Kyle Tretina is a product marketing leader at NVIDIA, focused on
advancing AI for digital biology and drug discovery. He drives the
strategy and storytelling behind BioNeMo and our work with BioPharma,
shaping how next-generation foundation models and GPU-accelerated
microservices transform molecular and protein design. With a PhD in
molecular microbiology and immunology, Kyle bridges science and strategy,
translating breakthroughs in AI, chemistry, and biology into platforms
that accelerate discovery for researchers, startups, and pharmaceutical
companies worldwide.
Kyle Gion is a product manager for Research at NVIDIA, where he
translates R&D in digital biology and molecular science into impactful
products. He focuses on guiding research that applies computational
biology, computational chemistry, and AI to life sciences, drawing on
experience that spans both building scientific software and developing
cystic fibrosis therapies. Kyle earned his bachelor's and master's degrees
in Chemical Engineering from Brown University.

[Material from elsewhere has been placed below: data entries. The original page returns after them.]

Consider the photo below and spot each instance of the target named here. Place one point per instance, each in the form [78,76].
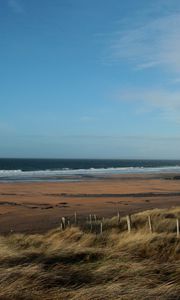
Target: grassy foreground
[75,264]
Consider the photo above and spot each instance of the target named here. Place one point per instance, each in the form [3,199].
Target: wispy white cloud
[86,119]
[165,101]
[152,43]
[15,6]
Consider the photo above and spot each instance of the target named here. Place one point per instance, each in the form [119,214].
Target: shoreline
[35,207]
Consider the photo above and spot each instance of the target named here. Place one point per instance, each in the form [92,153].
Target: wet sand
[37,207]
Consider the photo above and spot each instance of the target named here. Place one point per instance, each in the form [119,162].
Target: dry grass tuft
[77,264]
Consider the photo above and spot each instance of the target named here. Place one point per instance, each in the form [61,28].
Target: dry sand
[37,207]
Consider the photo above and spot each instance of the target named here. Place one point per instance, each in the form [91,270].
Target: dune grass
[77,264]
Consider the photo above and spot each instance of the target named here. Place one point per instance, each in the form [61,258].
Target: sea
[27,170]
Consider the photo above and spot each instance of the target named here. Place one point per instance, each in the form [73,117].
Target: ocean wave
[92,171]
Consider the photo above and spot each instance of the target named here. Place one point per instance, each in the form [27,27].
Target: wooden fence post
[101,228]
[118,216]
[177,225]
[75,218]
[150,224]
[128,223]
[63,223]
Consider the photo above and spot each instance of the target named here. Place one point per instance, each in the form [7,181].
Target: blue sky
[90,78]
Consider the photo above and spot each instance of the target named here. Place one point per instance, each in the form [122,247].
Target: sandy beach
[37,207]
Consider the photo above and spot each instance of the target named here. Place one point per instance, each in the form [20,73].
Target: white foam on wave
[19,174]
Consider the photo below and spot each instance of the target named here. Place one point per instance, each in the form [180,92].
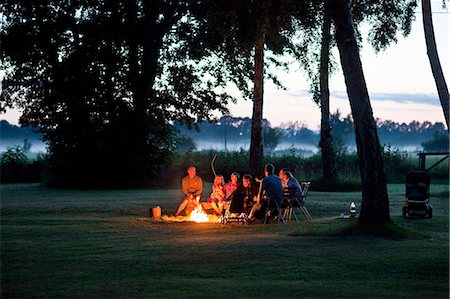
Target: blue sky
[399,80]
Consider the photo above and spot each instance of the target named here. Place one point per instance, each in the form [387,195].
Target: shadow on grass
[331,227]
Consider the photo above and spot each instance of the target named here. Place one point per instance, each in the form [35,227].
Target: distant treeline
[238,129]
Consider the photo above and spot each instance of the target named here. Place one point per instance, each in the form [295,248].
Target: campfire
[198,215]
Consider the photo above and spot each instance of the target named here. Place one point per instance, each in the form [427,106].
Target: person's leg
[181,207]
[220,207]
[216,208]
[255,209]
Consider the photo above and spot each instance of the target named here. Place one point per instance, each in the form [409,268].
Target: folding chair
[291,203]
[270,208]
[288,204]
[301,203]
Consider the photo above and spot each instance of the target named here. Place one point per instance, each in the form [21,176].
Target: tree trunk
[256,142]
[434,58]
[326,137]
[375,201]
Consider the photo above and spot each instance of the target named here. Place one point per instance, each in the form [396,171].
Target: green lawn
[91,244]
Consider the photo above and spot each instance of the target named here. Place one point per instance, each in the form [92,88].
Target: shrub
[17,168]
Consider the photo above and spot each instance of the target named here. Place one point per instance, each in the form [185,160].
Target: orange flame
[198,215]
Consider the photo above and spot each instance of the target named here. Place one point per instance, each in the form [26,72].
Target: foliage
[16,167]
[185,144]
[101,81]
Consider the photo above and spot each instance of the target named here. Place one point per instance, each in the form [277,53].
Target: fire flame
[198,215]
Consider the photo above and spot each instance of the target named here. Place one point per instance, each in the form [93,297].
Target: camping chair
[288,204]
[236,211]
[271,208]
[292,203]
[305,189]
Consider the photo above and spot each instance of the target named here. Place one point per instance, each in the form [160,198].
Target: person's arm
[185,186]
[260,190]
[200,189]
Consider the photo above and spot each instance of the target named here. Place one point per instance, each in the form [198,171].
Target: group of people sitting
[258,194]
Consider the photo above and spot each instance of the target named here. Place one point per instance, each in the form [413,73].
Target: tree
[433,56]
[375,201]
[326,136]
[385,18]
[246,37]
[102,81]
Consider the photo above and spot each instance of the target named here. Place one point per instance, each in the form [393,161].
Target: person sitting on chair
[249,190]
[282,176]
[192,186]
[271,188]
[217,198]
[231,185]
[292,182]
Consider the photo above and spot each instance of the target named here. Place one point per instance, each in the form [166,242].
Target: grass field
[97,244]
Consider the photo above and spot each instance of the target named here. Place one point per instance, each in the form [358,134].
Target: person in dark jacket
[192,186]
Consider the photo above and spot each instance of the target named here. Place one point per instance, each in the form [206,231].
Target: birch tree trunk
[434,58]
[375,201]
[326,137]
[256,142]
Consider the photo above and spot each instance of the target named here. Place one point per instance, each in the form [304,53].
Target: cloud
[404,98]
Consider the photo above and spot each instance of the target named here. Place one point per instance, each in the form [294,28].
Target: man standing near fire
[192,186]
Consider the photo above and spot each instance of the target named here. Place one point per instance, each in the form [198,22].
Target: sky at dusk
[399,80]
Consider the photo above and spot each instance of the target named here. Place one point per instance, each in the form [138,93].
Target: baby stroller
[417,195]
[236,211]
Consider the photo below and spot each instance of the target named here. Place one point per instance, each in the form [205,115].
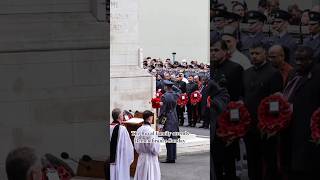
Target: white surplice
[148,167]
[124,156]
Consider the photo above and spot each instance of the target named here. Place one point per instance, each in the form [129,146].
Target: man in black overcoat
[303,91]
[228,74]
[260,81]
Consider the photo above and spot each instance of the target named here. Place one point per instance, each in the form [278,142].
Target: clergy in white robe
[124,152]
[147,146]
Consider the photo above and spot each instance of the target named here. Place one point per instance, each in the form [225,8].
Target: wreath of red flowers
[159,94]
[195,97]
[155,102]
[183,99]
[229,130]
[270,123]
[315,126]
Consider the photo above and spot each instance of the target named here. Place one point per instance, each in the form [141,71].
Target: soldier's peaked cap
[280,14]
[257,15]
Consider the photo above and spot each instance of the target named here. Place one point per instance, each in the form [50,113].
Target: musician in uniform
[183,87]
[168,109]
[314,40]
[191,87]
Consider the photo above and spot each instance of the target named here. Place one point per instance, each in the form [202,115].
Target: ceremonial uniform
[229,75]
[314,40]
[180,110]
[191,87]
[168,109]
[260,82]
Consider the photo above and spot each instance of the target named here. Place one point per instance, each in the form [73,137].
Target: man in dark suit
[303,91]
[260,81]
[191,87]
[183,87]
[228,74]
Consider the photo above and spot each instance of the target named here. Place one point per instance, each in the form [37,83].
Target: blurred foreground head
[23,164]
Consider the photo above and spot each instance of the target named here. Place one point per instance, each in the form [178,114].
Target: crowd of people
[253,65]
[188,78]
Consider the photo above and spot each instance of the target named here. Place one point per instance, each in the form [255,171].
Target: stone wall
[53,74]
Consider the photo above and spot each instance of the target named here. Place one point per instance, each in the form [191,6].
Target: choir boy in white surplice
[121,148]
[147,146]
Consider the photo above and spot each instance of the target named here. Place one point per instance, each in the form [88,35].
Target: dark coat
[168,108]
[191,87]
[260,83]
[182,86]
[288,41]
[229,74]
[305,155]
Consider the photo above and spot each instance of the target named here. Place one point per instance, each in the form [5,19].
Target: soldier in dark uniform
[260,81]
[168,109]
[280,23]
[255,31]
[228,74]
[314,40]
[183,87]
[203,104]
[191,87]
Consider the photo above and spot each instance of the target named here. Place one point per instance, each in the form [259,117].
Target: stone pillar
[131,87]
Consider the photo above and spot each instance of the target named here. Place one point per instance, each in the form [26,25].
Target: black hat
[256,15]
[232,16]
[219,13]
[314,16]
[220,6]
[167,83]
[280,14]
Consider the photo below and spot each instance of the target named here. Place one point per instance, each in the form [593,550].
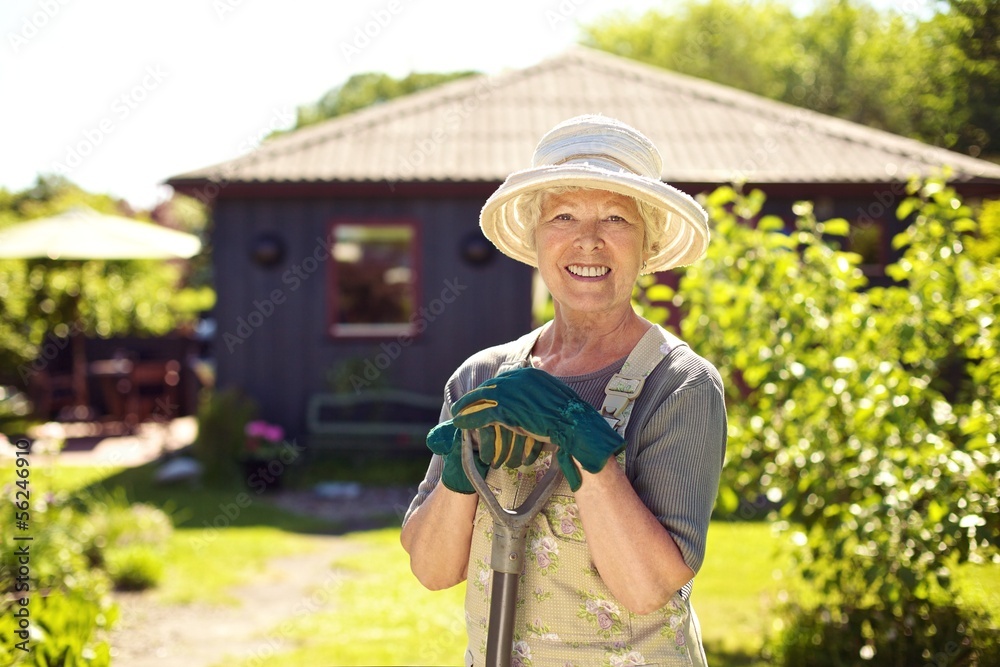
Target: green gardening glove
[534,403]
[499,445]
[446,440]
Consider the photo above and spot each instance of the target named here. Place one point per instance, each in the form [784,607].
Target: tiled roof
[482,128]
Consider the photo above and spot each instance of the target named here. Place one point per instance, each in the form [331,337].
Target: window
[867,238]
[374,281]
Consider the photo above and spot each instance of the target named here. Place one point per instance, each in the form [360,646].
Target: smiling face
[590,249]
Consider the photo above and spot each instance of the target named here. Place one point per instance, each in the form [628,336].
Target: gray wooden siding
[288,355]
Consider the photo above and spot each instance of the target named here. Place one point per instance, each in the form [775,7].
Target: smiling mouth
[587,271]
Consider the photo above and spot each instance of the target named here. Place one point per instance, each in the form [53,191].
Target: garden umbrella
[84,234]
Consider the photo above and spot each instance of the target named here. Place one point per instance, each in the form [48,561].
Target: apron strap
[626,384]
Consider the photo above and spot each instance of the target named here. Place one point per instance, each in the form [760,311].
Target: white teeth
[587,271]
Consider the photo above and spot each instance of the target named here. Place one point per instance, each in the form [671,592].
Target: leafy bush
[134,567]
[81,546]
[867,415]
[222,420]
[64,626]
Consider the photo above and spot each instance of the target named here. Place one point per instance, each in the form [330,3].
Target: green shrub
[134,567]
[80,546]
[864,418]
[222,419]
[64,631]
[932,635]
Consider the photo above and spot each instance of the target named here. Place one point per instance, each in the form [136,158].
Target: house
[352,247]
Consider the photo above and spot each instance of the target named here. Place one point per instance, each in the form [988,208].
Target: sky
[119,95]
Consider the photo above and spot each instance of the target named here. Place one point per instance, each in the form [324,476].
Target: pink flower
[261,429]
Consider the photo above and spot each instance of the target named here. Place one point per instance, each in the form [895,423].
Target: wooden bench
[377,421]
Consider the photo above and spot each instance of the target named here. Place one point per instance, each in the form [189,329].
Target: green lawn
[382,616]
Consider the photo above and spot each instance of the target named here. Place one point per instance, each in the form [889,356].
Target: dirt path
[152,634]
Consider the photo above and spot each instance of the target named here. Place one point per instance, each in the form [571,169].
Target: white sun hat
[604,154]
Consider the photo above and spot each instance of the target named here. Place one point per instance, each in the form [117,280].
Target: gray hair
[529,210]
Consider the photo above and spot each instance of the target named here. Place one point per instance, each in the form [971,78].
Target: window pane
[374,278]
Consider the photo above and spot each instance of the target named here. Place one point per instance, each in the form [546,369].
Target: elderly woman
[638,417]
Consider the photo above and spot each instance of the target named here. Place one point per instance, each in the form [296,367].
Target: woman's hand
[539,407]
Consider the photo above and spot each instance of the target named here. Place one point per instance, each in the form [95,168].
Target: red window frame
[337,329]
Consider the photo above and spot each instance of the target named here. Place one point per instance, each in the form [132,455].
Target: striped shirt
[676,438]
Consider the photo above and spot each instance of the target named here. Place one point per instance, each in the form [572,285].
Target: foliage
[222,420]
[974,29]
[869,416]
[77,543]
[44,302]
[363,90]
[930,78]
[134,567]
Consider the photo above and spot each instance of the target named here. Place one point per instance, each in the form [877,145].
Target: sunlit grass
[380,614]
[204,565]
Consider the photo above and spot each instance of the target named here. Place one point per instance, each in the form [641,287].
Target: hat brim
[682,241]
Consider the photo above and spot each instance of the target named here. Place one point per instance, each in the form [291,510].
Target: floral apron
[566,615]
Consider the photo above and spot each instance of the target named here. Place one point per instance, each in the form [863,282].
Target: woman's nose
[588,235]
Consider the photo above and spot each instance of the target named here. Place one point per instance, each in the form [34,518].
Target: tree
[974,29]
[931,79]
[44,302]
[363,90]
[865,419]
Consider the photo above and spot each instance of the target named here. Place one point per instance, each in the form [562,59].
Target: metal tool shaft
[510,529]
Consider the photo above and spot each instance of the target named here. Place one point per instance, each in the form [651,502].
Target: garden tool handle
[510,529]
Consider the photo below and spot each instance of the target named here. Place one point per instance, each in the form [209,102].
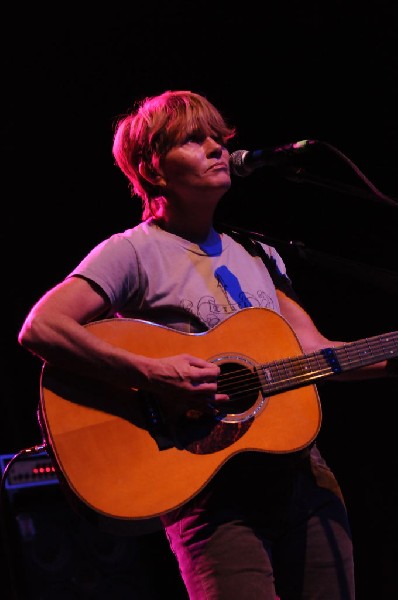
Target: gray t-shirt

Neel Patel is a drug discovery scientist at NVIDIA, focusing on
cheminformatics and computational structural biology. Before joining
NVIDIA, Neel was a computational chemist in big pharma, where he worked on
structure-based drug design. He holds a Ph.D. from the University of
Southern California. He lives in San Diego with his family and enjoys
hiking and traveling.
Proteins rarely function in isolation as individual monomers. Most
biological processes are governed by proteins interacting with other
proteins, forming protein complexes whose structures are described in the
hierarchy of protein structure as the quaternary representation.
This represents one level of complexity up from tertiary representations,
the 3D structure of monomers, which are commonly known since the emergence
of AlphaFold2 and the creation of the Protein Data Bank.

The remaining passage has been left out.